The history of the BBC

So let’s go to the horse’s mouth, the organisation itself, for an insight into the History of the BBC.

  • The company was originally set up in 1923 ‘by a consortium of British radio manufacturers to produce programmes that could be heard on their wireless sets’. John Reith was appointed as General Manager. The company was funded by listeners’ payment of license fees.
  • An annual television licence fee, agreed by British Parliament, is still charged to all British households, companies, and organisations using any type of equipment to receive or record live television broadcasts and the online iPlayer catch-up service. It also generates revenue through selling programmes and services internationally.
  • ‘Reith’s passionate belief in public service broadcasting led him to propose an innovation to the running of the State. He put forward the idea of a public corporation, run at arm’s length from the government, but supervised by a board of governors.
  • The corporation would still be run day-to-day by its managers, but instead of representing a company’s investors in the drive for profits, the governors would put the public interest first’. It was a model of nationalisation which established the BBC’s ‘traditional independence’.
  • ‘Reith did not invent the expression “entertaining, informing and educating” – that was the American broadcasting pioneer David Sarnoff in 1922 – but he made it so central to the way he ran the BBC that his name became a byword for it: Reithian. Pure entertainment was a prostitution of broadcasting’.
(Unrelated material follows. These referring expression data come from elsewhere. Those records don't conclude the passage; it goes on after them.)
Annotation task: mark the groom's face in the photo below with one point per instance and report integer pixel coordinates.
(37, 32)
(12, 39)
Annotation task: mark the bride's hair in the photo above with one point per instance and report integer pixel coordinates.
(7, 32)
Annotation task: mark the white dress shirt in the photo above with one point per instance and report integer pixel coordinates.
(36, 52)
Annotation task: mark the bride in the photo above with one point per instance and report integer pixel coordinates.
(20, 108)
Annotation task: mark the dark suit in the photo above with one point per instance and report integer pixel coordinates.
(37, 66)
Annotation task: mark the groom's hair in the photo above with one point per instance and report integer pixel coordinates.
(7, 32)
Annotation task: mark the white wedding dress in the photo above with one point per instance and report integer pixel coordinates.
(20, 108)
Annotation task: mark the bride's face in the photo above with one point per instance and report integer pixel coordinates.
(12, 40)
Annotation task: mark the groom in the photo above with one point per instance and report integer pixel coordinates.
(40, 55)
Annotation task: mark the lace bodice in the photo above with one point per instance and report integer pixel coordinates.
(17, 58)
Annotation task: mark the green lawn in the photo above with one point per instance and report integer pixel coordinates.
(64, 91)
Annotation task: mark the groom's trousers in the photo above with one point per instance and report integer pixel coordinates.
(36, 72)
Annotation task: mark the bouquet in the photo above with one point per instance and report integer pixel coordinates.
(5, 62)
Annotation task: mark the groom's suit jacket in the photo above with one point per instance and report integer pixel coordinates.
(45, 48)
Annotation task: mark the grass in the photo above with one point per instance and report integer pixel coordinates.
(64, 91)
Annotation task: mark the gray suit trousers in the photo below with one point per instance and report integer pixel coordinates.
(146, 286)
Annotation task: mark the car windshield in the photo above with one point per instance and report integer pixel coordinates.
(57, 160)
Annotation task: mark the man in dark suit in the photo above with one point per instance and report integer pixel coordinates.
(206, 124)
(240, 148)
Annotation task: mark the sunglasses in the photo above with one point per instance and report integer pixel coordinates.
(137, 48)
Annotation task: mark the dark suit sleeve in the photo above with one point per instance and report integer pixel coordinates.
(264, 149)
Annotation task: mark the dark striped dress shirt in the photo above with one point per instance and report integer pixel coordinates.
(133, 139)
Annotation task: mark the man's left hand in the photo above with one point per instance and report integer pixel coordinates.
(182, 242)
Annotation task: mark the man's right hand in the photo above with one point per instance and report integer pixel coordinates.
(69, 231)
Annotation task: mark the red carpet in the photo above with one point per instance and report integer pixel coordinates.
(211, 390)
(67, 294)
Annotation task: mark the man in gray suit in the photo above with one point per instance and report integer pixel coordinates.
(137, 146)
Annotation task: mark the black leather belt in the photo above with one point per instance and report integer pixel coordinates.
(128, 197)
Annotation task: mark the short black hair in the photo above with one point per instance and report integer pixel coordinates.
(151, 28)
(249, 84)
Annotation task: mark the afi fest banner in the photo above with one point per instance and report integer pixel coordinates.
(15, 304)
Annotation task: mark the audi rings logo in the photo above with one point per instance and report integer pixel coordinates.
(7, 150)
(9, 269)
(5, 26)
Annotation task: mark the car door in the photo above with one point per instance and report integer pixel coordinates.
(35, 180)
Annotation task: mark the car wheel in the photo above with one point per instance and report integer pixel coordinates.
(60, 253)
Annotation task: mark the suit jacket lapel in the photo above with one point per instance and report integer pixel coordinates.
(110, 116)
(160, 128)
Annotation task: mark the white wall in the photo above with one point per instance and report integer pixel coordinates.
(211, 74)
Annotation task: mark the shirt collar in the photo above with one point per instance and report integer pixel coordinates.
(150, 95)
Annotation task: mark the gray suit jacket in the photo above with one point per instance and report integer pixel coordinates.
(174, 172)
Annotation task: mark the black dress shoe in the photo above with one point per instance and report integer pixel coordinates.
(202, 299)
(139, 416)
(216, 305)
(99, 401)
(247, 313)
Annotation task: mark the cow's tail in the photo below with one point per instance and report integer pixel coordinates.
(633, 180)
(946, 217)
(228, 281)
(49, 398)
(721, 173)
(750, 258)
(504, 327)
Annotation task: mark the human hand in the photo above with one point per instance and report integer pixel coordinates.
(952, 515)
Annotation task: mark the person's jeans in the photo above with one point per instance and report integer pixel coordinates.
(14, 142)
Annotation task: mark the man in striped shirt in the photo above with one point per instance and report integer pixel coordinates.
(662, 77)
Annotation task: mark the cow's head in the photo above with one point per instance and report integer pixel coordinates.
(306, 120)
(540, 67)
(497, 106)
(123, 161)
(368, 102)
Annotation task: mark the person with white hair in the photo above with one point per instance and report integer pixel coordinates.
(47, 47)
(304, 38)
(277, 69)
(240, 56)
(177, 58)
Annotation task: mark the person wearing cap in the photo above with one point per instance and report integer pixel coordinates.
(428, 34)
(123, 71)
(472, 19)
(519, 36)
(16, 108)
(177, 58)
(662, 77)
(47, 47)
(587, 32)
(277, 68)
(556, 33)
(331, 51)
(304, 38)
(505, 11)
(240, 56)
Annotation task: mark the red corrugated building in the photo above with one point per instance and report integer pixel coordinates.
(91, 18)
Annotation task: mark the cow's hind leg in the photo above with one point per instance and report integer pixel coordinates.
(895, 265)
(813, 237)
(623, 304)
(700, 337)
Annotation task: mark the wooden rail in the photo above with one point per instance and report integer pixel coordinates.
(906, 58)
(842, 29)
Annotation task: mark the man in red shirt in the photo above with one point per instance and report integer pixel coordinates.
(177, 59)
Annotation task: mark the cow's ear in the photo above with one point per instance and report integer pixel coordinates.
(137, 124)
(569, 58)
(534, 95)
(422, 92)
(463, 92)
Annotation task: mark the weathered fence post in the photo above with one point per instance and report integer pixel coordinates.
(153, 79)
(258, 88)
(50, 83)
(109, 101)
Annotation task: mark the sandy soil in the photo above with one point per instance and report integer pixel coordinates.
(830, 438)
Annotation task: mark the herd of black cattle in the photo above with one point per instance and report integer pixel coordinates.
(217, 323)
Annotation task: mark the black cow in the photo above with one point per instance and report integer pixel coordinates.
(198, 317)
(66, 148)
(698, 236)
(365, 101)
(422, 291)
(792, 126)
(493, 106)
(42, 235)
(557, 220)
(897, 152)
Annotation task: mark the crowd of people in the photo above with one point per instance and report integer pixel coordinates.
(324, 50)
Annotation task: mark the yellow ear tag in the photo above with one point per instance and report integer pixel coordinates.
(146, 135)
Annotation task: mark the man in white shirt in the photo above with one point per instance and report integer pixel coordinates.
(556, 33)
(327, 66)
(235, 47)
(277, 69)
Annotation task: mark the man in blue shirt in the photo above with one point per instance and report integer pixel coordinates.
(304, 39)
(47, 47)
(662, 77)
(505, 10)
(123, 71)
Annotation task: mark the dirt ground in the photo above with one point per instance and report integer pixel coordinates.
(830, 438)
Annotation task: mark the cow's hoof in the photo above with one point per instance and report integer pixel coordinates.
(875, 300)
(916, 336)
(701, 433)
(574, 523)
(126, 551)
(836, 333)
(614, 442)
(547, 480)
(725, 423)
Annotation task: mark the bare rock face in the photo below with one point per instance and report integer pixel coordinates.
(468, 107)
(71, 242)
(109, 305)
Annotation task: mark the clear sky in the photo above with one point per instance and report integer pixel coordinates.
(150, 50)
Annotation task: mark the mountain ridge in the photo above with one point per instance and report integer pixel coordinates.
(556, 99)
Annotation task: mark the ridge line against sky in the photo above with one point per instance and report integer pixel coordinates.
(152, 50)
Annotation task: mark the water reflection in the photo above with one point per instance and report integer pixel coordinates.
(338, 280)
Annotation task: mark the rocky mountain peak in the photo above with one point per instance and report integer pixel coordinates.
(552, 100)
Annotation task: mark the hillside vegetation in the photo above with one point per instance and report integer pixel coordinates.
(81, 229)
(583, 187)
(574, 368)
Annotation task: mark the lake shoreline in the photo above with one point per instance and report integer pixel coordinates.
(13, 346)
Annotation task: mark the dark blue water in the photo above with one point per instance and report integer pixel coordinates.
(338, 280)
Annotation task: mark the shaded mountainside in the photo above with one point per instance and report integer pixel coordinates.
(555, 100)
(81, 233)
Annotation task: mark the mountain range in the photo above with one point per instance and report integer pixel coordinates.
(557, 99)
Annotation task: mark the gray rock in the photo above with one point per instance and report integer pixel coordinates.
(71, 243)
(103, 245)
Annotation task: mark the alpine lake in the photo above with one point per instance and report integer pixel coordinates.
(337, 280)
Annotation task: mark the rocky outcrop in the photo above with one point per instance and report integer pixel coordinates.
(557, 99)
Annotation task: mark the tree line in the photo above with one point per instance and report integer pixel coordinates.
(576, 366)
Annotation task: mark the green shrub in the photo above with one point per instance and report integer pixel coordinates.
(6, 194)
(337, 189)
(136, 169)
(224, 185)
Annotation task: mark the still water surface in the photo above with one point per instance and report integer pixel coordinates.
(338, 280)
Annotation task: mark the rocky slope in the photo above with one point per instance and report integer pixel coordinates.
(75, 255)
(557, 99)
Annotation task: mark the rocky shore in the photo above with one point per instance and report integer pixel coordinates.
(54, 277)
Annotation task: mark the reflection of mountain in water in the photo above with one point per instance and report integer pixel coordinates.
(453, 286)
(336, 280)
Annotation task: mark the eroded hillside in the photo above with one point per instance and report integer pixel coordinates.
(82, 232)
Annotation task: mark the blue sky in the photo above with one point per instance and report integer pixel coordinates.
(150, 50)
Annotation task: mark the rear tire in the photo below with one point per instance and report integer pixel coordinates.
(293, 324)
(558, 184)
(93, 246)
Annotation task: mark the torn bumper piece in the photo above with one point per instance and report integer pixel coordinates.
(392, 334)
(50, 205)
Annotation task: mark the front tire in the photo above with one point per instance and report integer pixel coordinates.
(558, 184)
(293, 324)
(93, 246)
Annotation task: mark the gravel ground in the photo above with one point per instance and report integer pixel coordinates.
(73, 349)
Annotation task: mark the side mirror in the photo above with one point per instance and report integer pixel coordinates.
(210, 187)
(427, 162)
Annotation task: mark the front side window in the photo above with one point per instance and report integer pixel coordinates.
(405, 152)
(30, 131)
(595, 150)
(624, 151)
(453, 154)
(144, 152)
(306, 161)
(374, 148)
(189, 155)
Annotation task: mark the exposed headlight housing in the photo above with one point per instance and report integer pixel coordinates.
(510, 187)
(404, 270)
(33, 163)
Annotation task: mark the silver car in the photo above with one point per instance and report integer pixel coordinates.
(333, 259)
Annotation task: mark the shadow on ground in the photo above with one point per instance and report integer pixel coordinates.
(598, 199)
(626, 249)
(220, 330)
  • This commitment to an educational role for broadcast media explains why the BBC has produced and broadcast television programmes for children since the 1930s. The first children-specific strand on BBC television was For the Children, first broadcast for ten minutes on a Saturday morning in 1937. Today, the BBC has multiple dedicated channels for children, such as CBBC and CBeebies, offering hours of programming each day.